I am not made of money. Or patience. Or teeth.

Here's a fun little life lesson: If you try to get a prescription for Vicodin refilled via your pharmacy's automated phone system, a nurse from your dentist's office will immediately call you and start yelling, "You've taken how much?! This is not good." Even though they were the ones who gave you the pills in the first place and told you to take one every four hours. And it's not your fault that your oral surgeon (who, incidentally, gave you more pills and told you to take two every four hours) doesn't have the time to pop one measly tooth out of your head until mid March.

Fortunately, the nurse will feel bad about her role in attempting to shackle you with a crippling narcotics addicition, so she'll call the oral surgeon's office, strike some kind of shady, underworld deal, then call you back and be all, "Did they say mid March? They meant tomorrow. We didn't realize you were in so much pain." And even though you'll think, "If you didn't realize I was in so much pain, then why the fuck did you put me on Vicodin?" you'll be relieved because this whole freaking ordeal will soon be over.

Except for the part where none of this is covered by your craptastic dental insurance, so you're going to have to max out the credit cards you just finished paying off. They better let you keep the goddamn tooth as a momento.

Saturday, February 14, 2009

Arguing against the obvious

From a writing standpoint, the last two weeks have been exceedingly frustrating for me. I've got all this stuff I want to write about, a relevant topic to dissect, a backlog of e-mails to answer, but the words I need to do so are steadfastly refusing to materialize.

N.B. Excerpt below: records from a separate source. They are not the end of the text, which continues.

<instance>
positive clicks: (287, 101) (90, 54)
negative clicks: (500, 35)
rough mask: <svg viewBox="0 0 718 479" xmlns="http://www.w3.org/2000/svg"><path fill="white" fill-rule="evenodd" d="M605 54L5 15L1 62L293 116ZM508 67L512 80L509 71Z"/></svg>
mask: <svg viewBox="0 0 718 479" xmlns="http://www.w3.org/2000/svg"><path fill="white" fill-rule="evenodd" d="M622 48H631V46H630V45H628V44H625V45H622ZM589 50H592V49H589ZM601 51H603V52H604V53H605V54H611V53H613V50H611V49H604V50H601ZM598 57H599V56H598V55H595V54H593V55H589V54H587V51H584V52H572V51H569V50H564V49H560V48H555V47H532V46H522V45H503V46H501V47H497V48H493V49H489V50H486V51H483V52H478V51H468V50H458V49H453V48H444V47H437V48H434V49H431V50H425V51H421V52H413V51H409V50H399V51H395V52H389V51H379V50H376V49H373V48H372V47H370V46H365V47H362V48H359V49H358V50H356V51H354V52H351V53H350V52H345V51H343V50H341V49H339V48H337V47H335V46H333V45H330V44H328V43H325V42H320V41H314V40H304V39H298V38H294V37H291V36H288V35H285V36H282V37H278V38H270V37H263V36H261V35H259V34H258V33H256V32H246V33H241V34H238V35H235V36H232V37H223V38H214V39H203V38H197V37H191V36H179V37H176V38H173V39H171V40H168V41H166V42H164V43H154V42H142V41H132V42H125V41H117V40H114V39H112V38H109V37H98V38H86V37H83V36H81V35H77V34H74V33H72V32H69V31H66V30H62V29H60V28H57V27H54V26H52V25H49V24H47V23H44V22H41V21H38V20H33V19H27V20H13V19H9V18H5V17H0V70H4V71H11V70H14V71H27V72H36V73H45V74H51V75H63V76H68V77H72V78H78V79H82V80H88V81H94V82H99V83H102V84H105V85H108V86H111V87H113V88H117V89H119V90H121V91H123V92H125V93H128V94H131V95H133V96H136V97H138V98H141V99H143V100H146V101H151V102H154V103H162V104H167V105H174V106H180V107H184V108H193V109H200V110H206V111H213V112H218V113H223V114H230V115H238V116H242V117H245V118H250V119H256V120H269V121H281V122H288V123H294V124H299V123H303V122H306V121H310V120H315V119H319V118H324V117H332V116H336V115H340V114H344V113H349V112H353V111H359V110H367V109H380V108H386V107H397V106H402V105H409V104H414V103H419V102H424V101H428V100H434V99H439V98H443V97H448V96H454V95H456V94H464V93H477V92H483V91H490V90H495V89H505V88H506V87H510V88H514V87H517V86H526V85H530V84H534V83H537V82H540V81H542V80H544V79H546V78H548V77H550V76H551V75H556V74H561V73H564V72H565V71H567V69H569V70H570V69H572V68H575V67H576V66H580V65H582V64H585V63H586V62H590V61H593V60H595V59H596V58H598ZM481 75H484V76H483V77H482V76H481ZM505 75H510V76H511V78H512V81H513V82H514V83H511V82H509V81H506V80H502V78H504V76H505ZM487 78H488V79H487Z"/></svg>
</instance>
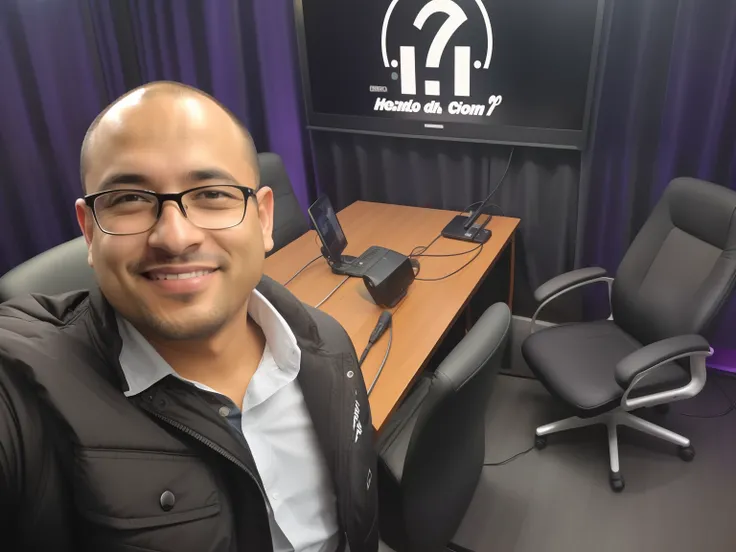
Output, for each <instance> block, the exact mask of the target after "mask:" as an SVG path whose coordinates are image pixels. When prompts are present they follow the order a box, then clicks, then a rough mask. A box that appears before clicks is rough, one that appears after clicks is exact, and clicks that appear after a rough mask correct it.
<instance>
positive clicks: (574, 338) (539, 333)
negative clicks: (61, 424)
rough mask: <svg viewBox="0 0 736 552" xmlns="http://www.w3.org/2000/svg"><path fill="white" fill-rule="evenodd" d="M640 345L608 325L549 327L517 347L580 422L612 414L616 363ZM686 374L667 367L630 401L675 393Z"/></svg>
mask: <svg viewBox="0 0 736 552" xmlns="http://www.w3.org/2000/svg"><path fill="white" fill-rule="evenodd" d="M641 347H642V345H641V344H640V343H639V342H637V341H636V340H635V339H634V338H633V337H631V336H630V335H628V334H627V333H626V332H624V331H623V330H622V329H621V328H619V327H618V326H617V325H616V324H615V323H614V322H613V321H611V320H602V321H597V322H589V323H583V324H565V325H560V326H553V327H550V328H547V329H544V330H541V331H538V332H536V333H534V334H532V335H530V336H529V337H528V338H527V339H526V341H524V344H523V345H522V354H523V355H524V359H525V360H526V361H527V363H528V364H529V368H530V369H531V370H532V372H534V374H535V375H536V376H537V378H539V380H540V381H541V382H542V383H543V384H544V386H545V387H546V388H547V390H548V391H549V392H550V393H551V394H552V395H554V396H555V397H557V398H559V399H561V400H562V401H564V402H566V403H567V404H568V405H570V406H572V407H573V408H574V409H576V411H577V415H578V416H580V417H591V416H597V415H598V414H602V413H604V412H607V411H609V410H612V409H614V408H615V407H616V406H618V405H619V404H620V402H621V397H622V396H623V394H624V391H625V389H622V388H621V387H620V386H619V385H618V383H616V379H615V377H614V373H615V369H616V365H617V364H618V362H619V361H620V360H621V359H623V358H624V357H625V356H627V355H628V354H630V353H633V352H634V351H636V350H638V349H640V348H641ZM688 381H690V372H689V371H688V370H687V369H685V368H683V367H682V366H680V365H679V364H677V363H673V362H670V363H668V364H666V365H664V366H661V367H660V368H658V369H657V370H655V371H654V372H652V373H651V374H650V375H648V376H647V377H645V378H644V379H643V380H642V381H641V383H640V386H637V388H636V389H635V390H634V391H632V393H631V395H630V396H631V397H636V396H640V395H646V394H650V393H654V392H657V391H662V390H665V389H674V388H676V387H680V386H683V385H686V384H687V383H688Z"/></svg>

I do, however, have this book called The I Ching for Writers, which is designed to jumpstart the creative process through ancient Chinese divination. I don't consult the I-Ching very often, what with the geomancy at my fingertips and all, but I figured it couldn't hurt--and I've certainly tried weirder things to get my literary juices uncongealed. Grabbing a clean sheet of paper, I threw some coins, calculated the results and came up with the hexagram K'un. According to the book's interpretation:

"There is every sign that you are exhausted. Your creative process is dried up, and you and your work are in a time of adversity. It is very important that you take a short rest to recharge yourself. Building your inner strength and being of few words right now is the best way to proceed... If you do not rest, you will fall into using empty words. If you do take a short rest, success awaits."

Well that was entirely unhelpful. And I am not exhausted, thank you very much. So what if the painkillers I'm on fuck with my appetite, and I haven't been sleeping well, and work's got me all stressed out, and I'm tired of staring at drafts of half-written blog entries and waiting for them to finish themselves. That doesn't mean I'm exhausted.

Or, more specifically, I don't need coins and hexagrams pointing out how exhausted I am when what I want to hear is something motivating and inspiring.

Stupid accurate I-Ching. I need a nap.

Wednesday, February 04, 2009

Self-Pull-Filling Prophesy

My back molar broke, and I reluctantly went to the dentist, under the assumption that I needed a root canal. Before my appointment, I kept joking that I was going to show up with a pair of pliers and a bottle of whiskey, so that we could take care of it the old-fashioned way.

And then the dentist examined me, decided a root canal would not be in my best interests (something about how I don't really need this particular tooth; I tuned out after he said, "The cavity's almost to the bone line") and had me schedule an appointment with an oral surgeon, who will "sedate" me in order to perform an "extraction."

See? Pliers and whiskey. Can I call things or what?

In the meantime, the dentist gave me a prescription for Vicodin, so I've been in a peaceful, pain-free haze for the past few days. And while I'm enjoying sitting around and listening to all the pretty colors, I can't seem to string more than a couple of coherent sentences together at any given time.

But no worries, Strifemongers, I didn't forget about you: More posts on the whole Wicca abandonment thing will be up as quickly as possible. I just need to wait for the smack to wear off first.